Então respondi: 'Com vocês
é assim. Aqui é diferente'. A vida nos EUA é toda estruturada e planeada. O
jovem faz quatro anos de faculdade, decide remar mais dois ou três anos para
um mundial e, perdendo ou ganhando, sabe que irá parar a fim de dedicar-se a
uma carreira ou retomar a vida acadêmica.
Não posso afirmar se concordo ou
discordo disto, mas é um fato que não tenho como mudar. E este é o lado ruim do
Centro Olímpico de Chula Vista. Pensaram que iriam colocar o remo no clima
quente do sul da Califórnia, onde não há neve ou gelo, e todos correriam para
treinar lá.
Ocorreu o contrário: o grupo preferia não remar na seleção a mudar
para lá e não ter onde trabalhar. Por isto, quando assumi a equipe masculina, fiquei isolado lá, sem atletas. Então decidi vir para onde eles
preferem ficar.
O coração do remo dos EUA
está entre Boston e Washington, D.C., onde moram 90% dos remadores.
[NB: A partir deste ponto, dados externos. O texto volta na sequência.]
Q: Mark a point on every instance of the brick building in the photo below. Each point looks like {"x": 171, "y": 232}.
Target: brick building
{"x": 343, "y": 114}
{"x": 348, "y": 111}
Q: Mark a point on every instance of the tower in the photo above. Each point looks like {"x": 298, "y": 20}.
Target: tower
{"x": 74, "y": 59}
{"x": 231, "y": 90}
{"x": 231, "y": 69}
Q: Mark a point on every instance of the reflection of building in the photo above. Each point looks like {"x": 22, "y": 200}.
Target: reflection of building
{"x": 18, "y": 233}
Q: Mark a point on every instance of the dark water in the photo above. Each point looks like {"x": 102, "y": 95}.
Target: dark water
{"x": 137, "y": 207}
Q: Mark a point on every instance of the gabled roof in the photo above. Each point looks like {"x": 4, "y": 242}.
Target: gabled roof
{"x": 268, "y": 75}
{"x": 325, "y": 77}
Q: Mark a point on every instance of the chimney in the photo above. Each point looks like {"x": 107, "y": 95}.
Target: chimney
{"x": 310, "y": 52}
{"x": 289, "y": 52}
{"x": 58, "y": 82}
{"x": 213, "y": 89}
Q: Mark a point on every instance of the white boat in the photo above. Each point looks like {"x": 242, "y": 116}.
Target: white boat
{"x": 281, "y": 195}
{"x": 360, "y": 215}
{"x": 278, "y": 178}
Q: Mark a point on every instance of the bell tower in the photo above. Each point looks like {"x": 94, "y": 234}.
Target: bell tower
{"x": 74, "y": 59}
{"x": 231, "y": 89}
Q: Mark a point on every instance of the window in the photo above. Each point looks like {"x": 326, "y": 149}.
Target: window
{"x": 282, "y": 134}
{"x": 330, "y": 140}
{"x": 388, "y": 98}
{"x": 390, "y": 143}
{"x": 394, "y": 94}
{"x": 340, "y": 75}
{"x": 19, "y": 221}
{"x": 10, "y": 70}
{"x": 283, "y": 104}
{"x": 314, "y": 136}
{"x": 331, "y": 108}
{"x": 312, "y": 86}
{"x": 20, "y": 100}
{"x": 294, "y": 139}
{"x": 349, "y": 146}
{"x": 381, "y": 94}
Então é
mais fácil trazer os 10% restantes para cá do que mudar os 90% para Chula
Vista.
Isto significa que a
flexibilidade é uma das principais regras do jogo.
Obviamente. Há técnicos aqui
que pensam assim: 'Se vamos competir na Austrália, precisamos estar adaptados
ao horário de lá. Vamos passar a treinar às 4 h da manhã e ao meio-dia'.
E se houver uma ventania e a regata for adiada para a tarde?
Só posso controlar o que os
meus atletas fazem por 90 min pela manhã e outros 60-75 min à tarde.
No resto
do tempo, a vida é deles. Trato de ficar fora dela. Nada de imposições. Eles
têm consciência de que precisam comer bem, descansar e manter a saúde.
Há até o caso de remadores
que só treinam conosco três dias na semana. O resto do tempo treinam sós. Há os
que moram em outras cidades e só aparecem nos fins de semana. Se não for
flexível, não tenho atletas.
Então, a sua receita básica
é selecionar os atletas certos e ser flexível?
Correto. São dois elementos indispensáveis na equação do sucesso.